In subperiosteal implant models, a total of 14 osteosynthesis screws were applied at lingual and buccal areas. At least four osteosynthesis screws were applied for each subperiosteal implant fragment [7, 8]. The subperiosteal implant’s screw was applied in the mandibular symphysis area, the genial tubercle, the external oblique ridge, and the areas closed to the mandibular basis at the buccal and lingual side [9, 10]. Slot areas were created for the abutments by performing osteotomy on the alveolar bone crest of the mandibula [7]. In the prostheses, the metal infrastructure is modeled from cream cobalt material and the upper part is modeled from Polymethyl methacrylate (PMMA). The abutments of all implants used were 4.1 mm in diameter, based on the platform-matching concept. All subperiosteal implants had a thickness of 1.8 mm, made of 5-grade titanium. Each subperiosteal implant was stabilised using titanium screws measuring 7 mm in length and 2.3 mm in width. For all analyses, a BONDED contact definition has been applied between interacting components. This approach assumes that the components move in full correlation during motion.

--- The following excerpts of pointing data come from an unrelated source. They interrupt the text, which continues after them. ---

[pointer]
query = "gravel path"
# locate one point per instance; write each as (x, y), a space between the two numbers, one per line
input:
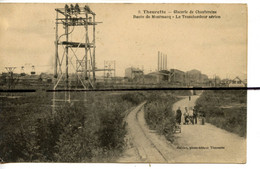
(195, 144)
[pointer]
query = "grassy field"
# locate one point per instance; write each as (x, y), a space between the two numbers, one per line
(225, 109)
(84, 131)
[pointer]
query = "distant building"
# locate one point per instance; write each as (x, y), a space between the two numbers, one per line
(133, 73)
(237, 82)
(177, 76)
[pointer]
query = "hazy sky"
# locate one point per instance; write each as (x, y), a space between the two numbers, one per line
(214, 46)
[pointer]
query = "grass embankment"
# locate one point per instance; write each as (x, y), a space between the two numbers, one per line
(89, 131)
(158, 112)
(225, 109)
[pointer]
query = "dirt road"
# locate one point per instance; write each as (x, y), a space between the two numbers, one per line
(196, 143)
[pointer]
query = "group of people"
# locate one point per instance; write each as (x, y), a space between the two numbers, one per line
(190, 116)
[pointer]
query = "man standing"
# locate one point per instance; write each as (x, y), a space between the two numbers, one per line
(178, 116)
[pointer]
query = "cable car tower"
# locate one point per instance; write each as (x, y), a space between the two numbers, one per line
(84, 68)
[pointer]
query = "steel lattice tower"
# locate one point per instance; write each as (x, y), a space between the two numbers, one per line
(71, 16)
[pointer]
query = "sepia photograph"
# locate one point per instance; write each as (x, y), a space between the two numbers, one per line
(123, 83)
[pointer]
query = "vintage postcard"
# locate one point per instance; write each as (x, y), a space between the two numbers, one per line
(123, 83)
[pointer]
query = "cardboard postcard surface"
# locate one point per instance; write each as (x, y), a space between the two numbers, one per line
(123, 83)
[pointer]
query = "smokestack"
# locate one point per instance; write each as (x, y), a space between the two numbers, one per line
(161, 61)
(158, 60)
(166, 63)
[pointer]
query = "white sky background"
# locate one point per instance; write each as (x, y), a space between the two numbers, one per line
(212, 46)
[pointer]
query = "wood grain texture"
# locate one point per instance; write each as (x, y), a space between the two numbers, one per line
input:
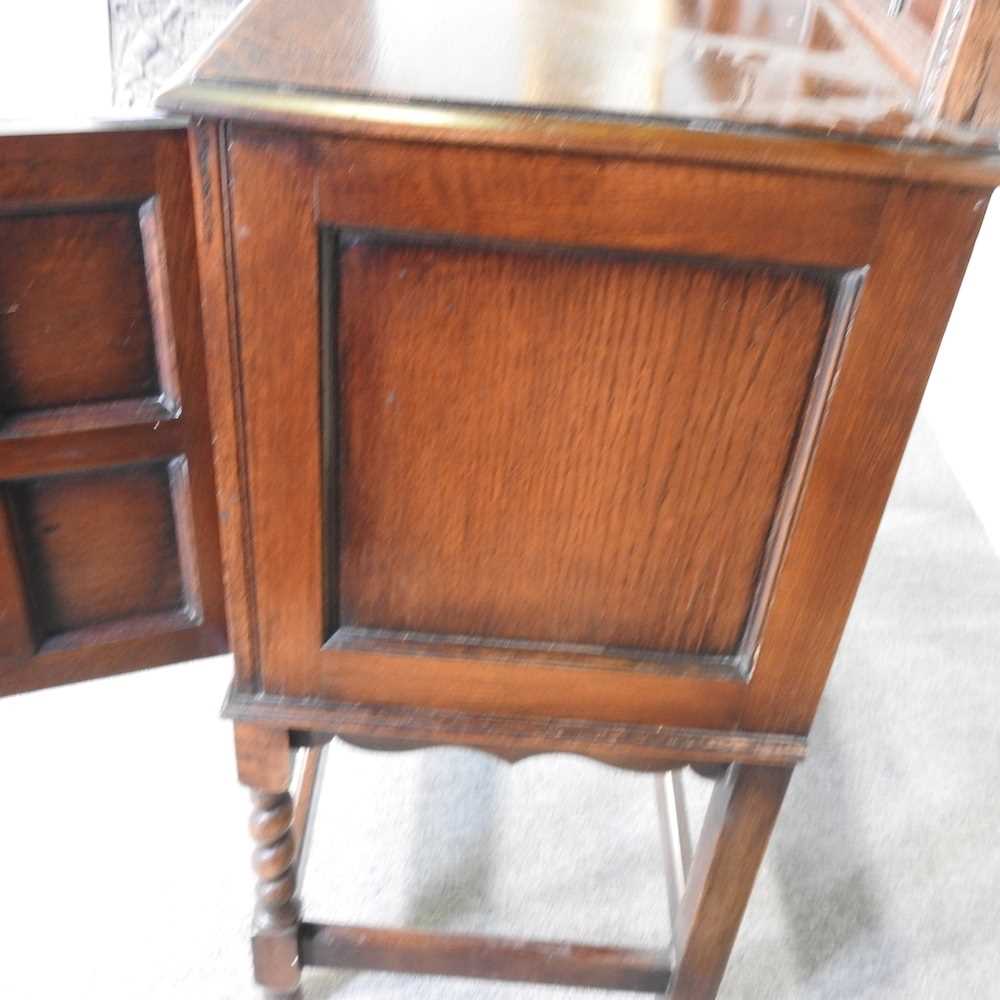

Loading scenarios and boundary conditions

The models were fixed at the condyle regions on both sides of the cortical bone, preventing movement in all axes at the corresponding nodes. Forces were distributed across the surrounding nodes to avoid singularities of stress in the loading areas. Since the mandible is a structure that can move in all three axes, some muscle groups were modeled as spring elements in the study to simulate this movement more accurately from a biomechanical perspective. These muscles were identified as the masseter muscle, lateral pterygoid muscle, medial pterygoid muscle, anterior temporal muscle, and posterior temporal muscle, with spring stiffness values taken from the literature as 16.35 N/mm, 12 N/mm, 15 N/mm, 14 N/mm, and 13 N/mm, respectively. Under the specified force and boundary conditions, a total of eight linear static analyses were performed.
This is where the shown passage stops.